Digestive Health
Food Poisoning

What You Need to Know about Listeria

Although you might be more familiar with food-borne bugs like salmonella and e. coli, listeria is an even more dangerous bacteria that causes the illness listeriosis. According to the federal Centers for Disease Control (CDC), listeria causes an estimated 260 deaths; in 2011, the CDC says, it caused an estimated 33 deaths in 28 states among people who ate cantaloupe from a single farm.

The bacteria is found in soil, water and some animals, including poultry and cattle according to www.foodsafety.gov. It can also live in food processing plants and processed meats, experts say. (Unlike other germs, the foodsafety experts say, it can grow even in cold temperatures. In the case of the outbreak caused by contaminated cantaloupe, investigators concluded that the plant did not have adequate cleaning procedures.)

You can protect yourself by knowing the basics about listeria. Here, according to foodsafety, is what you need to know.

Risky foods

Ready-to-eat deli meats and hot dogs

Refrigerated pâtés or meat spreads

Unpasteurized (raw) milk and dairy products

Soft cheese made with unpasteurized milk, such as queso fresco, Feta, Brie, Camembert

Refrigerated smoked seafood

Raw sprouts

Incubation Period

3-70 days. [Editor’s note: People can become sick long after they eat contaminated food and may not immediately connect their illness with listeria.]

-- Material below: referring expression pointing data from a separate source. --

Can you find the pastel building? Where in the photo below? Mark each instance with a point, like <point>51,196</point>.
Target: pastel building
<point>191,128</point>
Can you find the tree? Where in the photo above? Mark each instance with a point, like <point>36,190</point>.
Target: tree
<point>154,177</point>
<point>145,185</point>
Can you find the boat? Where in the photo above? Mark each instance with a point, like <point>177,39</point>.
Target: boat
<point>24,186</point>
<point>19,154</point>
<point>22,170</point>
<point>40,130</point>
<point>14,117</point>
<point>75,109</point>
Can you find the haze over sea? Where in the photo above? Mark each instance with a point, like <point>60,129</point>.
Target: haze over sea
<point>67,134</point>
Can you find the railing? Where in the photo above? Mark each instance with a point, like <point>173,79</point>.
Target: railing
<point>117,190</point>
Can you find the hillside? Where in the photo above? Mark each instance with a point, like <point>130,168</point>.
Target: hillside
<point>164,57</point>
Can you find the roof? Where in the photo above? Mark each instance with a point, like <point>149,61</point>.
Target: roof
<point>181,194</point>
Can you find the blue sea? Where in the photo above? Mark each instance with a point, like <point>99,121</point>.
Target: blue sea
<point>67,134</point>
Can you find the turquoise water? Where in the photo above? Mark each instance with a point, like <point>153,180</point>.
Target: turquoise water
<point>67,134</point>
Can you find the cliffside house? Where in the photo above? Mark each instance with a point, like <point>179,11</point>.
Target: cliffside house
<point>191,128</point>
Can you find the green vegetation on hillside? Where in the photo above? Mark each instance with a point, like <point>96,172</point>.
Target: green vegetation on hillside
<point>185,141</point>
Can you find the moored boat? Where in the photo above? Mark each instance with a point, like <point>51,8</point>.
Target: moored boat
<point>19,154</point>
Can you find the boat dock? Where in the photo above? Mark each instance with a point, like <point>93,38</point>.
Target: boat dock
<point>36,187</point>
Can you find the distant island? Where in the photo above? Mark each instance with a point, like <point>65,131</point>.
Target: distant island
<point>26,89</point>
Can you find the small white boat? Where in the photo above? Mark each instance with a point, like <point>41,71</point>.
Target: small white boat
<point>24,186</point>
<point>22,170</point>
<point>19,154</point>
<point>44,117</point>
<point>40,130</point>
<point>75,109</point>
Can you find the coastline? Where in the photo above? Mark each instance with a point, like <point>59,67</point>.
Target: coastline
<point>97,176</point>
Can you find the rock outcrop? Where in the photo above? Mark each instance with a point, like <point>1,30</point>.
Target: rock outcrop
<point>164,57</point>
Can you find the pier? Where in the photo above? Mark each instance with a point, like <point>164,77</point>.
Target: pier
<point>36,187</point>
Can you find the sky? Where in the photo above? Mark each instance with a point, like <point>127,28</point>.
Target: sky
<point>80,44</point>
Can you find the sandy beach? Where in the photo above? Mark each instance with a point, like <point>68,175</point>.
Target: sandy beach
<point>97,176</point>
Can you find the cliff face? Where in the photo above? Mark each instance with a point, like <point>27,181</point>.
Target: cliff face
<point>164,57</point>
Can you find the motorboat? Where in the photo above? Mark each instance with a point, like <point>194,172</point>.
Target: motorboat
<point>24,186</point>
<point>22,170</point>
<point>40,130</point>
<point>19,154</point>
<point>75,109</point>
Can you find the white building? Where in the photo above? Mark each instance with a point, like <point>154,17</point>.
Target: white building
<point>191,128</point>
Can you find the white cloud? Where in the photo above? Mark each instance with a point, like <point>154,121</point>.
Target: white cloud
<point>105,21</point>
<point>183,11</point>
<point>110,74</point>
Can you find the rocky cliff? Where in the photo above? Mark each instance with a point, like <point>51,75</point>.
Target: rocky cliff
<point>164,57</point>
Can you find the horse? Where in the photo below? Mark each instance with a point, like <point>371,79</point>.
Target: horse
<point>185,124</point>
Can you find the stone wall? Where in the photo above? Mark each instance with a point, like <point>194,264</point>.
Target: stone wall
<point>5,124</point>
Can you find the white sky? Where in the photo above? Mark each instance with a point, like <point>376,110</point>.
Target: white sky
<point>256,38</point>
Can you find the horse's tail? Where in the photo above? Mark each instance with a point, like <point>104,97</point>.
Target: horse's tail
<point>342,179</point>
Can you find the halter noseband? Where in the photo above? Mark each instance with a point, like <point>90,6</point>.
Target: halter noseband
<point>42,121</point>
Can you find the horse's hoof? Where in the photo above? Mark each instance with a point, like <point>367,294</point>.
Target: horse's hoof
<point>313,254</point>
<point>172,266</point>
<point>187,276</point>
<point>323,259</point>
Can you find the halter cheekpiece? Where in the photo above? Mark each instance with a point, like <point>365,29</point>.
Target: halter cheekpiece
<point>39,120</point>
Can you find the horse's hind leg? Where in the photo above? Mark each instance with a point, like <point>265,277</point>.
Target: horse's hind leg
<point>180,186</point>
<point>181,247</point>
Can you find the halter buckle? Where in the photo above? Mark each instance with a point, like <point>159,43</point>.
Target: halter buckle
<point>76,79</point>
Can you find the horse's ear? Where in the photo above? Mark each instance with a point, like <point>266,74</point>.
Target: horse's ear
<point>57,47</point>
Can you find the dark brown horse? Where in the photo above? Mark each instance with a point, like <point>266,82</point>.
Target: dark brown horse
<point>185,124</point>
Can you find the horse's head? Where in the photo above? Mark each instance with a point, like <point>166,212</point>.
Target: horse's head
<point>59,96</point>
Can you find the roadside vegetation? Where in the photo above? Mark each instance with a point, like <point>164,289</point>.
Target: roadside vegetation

Fever, stiff neck, confusion, weakness, vomiting, sometimes preceded by diarrhea

Duration of Illness

Days to weeks

Who’s at Risk? 

Older adults (For more information on food safety for seniors, click here).

Pregnant women They are approximately 20 times more likely than other healthy adults to get listeriosis. In pregnant women, it is typically a mild, flu-like illness. In the child, listeriosis can lead to miscarriage, stillbirth, or life-long health problems.

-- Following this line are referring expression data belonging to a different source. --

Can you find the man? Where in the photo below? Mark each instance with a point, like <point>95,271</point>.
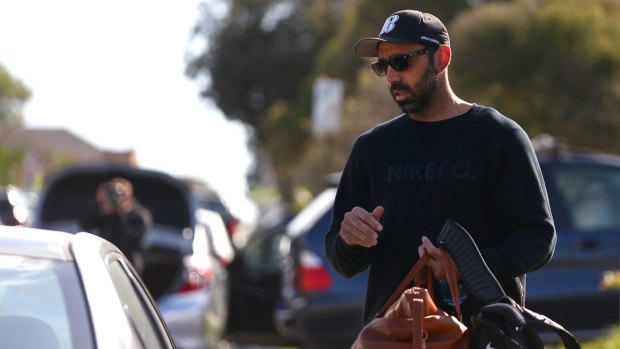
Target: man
<point>444,158</point>
<point>117,217</point>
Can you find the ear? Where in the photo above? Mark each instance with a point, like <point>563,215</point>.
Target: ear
<point>444,53</point>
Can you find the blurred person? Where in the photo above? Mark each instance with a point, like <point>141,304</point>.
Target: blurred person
<point>444,158</point>
<point>118,217</point>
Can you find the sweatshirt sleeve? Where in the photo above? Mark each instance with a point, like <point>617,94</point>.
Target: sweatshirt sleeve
<point>523,206</point>
<point>348,260</point>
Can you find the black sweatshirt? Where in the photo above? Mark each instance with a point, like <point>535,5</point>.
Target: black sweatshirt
<point>478,169</point>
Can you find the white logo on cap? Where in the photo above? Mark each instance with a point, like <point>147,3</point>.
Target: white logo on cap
<point>389,24</point>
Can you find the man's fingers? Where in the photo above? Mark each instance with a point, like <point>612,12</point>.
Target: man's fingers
<point>430,248</point>
<point>360,227</point>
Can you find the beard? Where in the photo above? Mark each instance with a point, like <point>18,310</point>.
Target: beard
<point>420,95</point>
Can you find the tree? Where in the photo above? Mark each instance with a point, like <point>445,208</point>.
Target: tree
<point>13,94</point>
<point>553,66</point>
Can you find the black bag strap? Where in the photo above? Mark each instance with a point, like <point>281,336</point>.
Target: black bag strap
<point>482,284</point>
<point>475,274</point>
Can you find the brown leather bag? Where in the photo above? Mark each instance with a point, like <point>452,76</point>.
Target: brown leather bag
<point>410,318</point>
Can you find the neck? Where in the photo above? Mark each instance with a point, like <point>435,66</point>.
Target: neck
<point>444,105</point>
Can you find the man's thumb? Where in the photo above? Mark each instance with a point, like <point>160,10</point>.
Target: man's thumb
<point>378,212</point>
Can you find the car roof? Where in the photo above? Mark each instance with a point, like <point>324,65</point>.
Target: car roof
<point>32,242</point>
<point>308,216</point>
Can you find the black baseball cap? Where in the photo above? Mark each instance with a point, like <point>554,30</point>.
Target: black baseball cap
<point>406,27</point>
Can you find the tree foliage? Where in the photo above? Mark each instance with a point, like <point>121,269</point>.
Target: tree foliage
<point>552,65</point>
<point>13,95</point>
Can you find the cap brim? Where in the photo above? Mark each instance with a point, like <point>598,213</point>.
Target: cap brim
<point>369,47</point>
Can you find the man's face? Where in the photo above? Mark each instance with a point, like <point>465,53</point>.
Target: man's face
<point>413,88</point>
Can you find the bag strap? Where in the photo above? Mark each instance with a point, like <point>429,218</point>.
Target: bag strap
<point>483,285</point>
<point>475,274</point>
<point>541,323</point>
<point>418,269</point>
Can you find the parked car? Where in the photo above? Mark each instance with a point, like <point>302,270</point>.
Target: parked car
<point>196,318</point>
<point>313,307</point>
<point>15,206</point>
<point>62,291</point>
<point>180,264</point>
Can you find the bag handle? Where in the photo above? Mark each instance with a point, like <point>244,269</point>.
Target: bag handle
<point>418,269</point>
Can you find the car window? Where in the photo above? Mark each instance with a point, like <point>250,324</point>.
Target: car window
<point>591,194</point>
<point>138,310</point>
<point>42,298</point>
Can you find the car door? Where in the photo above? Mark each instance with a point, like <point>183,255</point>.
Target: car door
<point>585,200</point>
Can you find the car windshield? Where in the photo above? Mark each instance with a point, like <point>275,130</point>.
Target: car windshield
<point>41,302</point>
<point>591,194</point>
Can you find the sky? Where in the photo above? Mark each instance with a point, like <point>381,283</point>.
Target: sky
<point>111,72</point>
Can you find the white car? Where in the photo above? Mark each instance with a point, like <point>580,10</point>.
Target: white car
<point>61,291</point>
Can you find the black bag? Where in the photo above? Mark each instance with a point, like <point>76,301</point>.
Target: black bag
<point>501,323</point>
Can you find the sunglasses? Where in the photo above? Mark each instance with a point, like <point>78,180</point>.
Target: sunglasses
<point>399,63</point>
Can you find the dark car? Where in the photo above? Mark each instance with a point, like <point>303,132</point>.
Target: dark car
<point>184,253</point>
<point>317,308</point>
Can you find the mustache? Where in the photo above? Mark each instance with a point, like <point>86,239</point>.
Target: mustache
<point>399,86</point>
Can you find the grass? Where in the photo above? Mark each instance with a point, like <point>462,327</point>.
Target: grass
<point>609,341</point>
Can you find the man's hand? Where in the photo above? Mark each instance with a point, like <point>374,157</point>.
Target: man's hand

People with weakened immune systems

Organ transplant patients who are receiving drugs to prevent the body from rejecting the organ

People with certain diseases, such as HIV/AIDS or other autoimmune diseases; cancer; end-stage renal disease; liver disease; alcoholism; and diabetes

What Do I Do?

If you are very ill with fever or stiff neck, consult your doctor immediately. Antibiotics given promptly can cure the infection and, in pregnant women, can prevent infection of the fetus.

How Do I Prevent It?     

Do not drink raw (unpasteurized) milk, and do not eat foods that have unpasteurized milk in them.

Wash hands, knives, countertops, and cutting boards after handling and preparing uncooked foods.

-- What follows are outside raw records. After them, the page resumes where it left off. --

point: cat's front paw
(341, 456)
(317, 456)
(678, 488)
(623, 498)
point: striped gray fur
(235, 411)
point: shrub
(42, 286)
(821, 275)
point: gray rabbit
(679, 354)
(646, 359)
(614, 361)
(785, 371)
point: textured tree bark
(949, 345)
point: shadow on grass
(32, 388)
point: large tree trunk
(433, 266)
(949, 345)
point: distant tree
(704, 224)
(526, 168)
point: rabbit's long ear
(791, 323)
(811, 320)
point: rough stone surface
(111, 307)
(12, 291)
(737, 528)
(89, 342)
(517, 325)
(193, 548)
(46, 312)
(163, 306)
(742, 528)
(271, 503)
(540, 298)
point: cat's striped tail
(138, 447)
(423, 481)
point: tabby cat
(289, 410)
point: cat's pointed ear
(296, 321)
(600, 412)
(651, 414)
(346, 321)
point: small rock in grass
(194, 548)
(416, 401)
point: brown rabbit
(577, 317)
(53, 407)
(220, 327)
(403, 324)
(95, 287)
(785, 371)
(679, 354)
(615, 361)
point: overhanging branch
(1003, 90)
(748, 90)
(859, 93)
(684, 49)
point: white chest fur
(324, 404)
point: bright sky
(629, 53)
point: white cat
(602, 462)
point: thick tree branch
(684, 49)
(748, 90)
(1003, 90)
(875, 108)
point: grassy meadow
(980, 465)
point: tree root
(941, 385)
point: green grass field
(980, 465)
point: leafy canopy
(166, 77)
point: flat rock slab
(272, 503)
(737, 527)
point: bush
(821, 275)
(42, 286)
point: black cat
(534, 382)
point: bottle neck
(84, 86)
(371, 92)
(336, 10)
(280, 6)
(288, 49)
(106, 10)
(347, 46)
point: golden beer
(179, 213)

Rinse raw produce thoroughly under running tap water before eating.

Keep uncooked meats, poultry, and seafood separate from vegetables, fruits, cooked foods, and ready-to-eat foods.

Thoroughly cook raw food from animal sources, such as meat, poultry, or seafood to a safe internal temperature.

Wash hands, knives, countertops, and cutting boards after handling and preparing uncooked foods.

Consume perishable and ready-to-eat foods as soon as possible.

Persons in higher risk groups should heat hot dogs, cold cuts, and deli meats before eating them.